For scheduled reposts, Flick uses Chrome's built-in alarm API to trigger repost runs at your configured times — even when the extension popup is closed. When an alarm fires, the extension briefly wakes up, performs the repost run using your cached session, and sends you a Chrome notification with the result.

5. Permissions we use and why

tabs — to open a hidden Vinted tab temporarily so API calls can bypass Cloudflare protection, and to detect which Vinted regional domain you use.
scripting — to run scripts inside a Vinted tab so API requests inherit your session cookies. Required for authentication.
cookies — to read your Vinted domain from session cookies so we connect to the right regional site (vinted.co.uk, vinted.fr, etc.).
storage — to save your preferences, run logs, offer history, templates, and licence cache locally in your browser.
alarms — to fire scheduled repost runs at your chosen times, even when the extension popup is closed.
notifications — to show Chrome notifications when a scheduled repost completes, fails, or is skipped.
Host permissions (22 Vinted domains + licence worker) — to make API calls to Vinted's endpoints on your behalf across all supported regional domains (vinted.co.uk, vinted.fr, vinted.de, etc.), and to validate your Pro licence key with our Cloudflare Worker at flick-licence.flick-licence.workers.dev.

6. Third-party services

The extension communicates only with:

Vinted's own servers (*.vinted.co.uk, *.vinted.fr, and equivalent regional domains) — for all API calls: wardrobe listing, item detail, photo upload, item creation/deletion, notification fetch, conversation creation, and offer sending.
flick-licence.flick-licence.workers.dev — a Cloudflare Worker (serverless function) that validates Pro licence keys. No personal data is included in these requests — only the licence key string itself. The Worker does not log or store any data beyond the key and its subscription status in Cloudflare KV.
Google Fonts (fonts.googleapis.com / fonts.gstatic.com) — the Inter font is loaded when the extension popup is opened. This is a standard web font request and does not include any personal data. If you prefer to avoid this, you can use the extension offline and the UI will fall back to system fonts.
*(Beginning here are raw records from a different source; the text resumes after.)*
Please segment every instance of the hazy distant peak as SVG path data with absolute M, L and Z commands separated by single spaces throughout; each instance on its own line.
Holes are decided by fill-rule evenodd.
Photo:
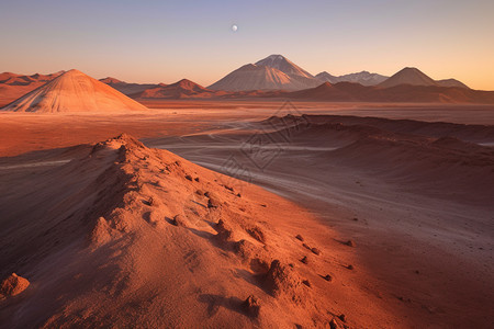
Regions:
M 256 61 L 256 65 L 274 68 L 289 76 L 314 78 L 314 76 L 312 76 L 310 72 L 293 64 L 282 55 L 270 55 L 261 60 Z

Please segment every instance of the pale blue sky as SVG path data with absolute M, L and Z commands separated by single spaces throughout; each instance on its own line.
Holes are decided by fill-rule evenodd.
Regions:
M 282 54 L 314 75 L 415 66 L 494 90 L 492 0 L 2 0 L 0 31 L 0 71 L 77 68 L 94 78 L 207 86 Z

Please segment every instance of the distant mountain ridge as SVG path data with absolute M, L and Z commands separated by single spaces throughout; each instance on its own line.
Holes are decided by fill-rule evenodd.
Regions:
M 2 107 L 2 111 L 40 113 L 143 110 L 147 107 L 76 69 Z
M 349 73 L 344 76 L 333 76 L 326 71 L 323 71 L 315 76 L 317 79 L 324 82 L 330 82 L 330 83 L 338 83 L 338 82 L 355 82 L 360 83 L 362 86 L 375 86 L 384 80 L 386 80 L 389 77 L 381 76 L 379 73 L 371 73 L 369 71 L 360 71 L 357 73 Z

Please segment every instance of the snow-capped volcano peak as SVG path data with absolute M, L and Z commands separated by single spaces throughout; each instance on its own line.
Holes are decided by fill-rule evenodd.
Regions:
M 280 70 L 289 76 L 314 78 L 314 76 L 312 76 L 310 72 L 293 64 L 282 55 L 270 55 L 265 59 L 257 61 L 256 65 L 276 68 L 277 70 Z

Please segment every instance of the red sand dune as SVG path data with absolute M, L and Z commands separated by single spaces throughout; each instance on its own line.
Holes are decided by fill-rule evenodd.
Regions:
M 144 111 L 146 106 L 78 70 L 70 70 L 4 106 L 14 112 Z

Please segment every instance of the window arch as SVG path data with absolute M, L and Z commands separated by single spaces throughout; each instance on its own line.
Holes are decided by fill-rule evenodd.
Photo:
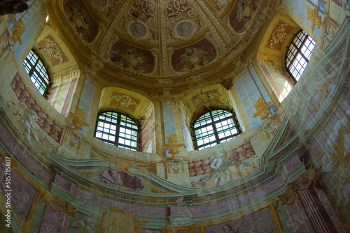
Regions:
M 204 113 L 192 123 L 196 149 L 212 147 L 239 135 L 237 122 L 233 111 L 216 110 Z
M 286 56 L 286 68 L 294 82 L 298 82 L 305 69 L 316 43 L 304 30 L 294 37 Z
M 139 126 L 120 112 L 103 112 L 97 116 L 94 137 L 118 147 L 138 151 Z
M 23 61 L 25 70 L 29 75 L 30 80 L 40 91 L 41 95 L 48 98 L 48 89 L 51 85 L 48 70 L 41 59 L 34 50 L 29 53 Z

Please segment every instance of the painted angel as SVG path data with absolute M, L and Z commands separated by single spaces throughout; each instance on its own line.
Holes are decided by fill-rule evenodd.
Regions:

No third-party analytics, advertising, or tracking services are used anywhere in the extension.

7. Children's privacy

Flick is not directed at children under 13. We do not knowingly collect data from children.

8. Changes to this policy

If we make material changes to this policy, we will update the "Last updated" date above and bump the extension version. Continued use of the extension after changes constitutes acceptance of the updated policy.

9. Contact

Questions about this privacy policy? Email us at useflick.app@gmail.com.

Flick is an independent tool and is not affiliated with, endorsed by, or connected to Vinted UAB.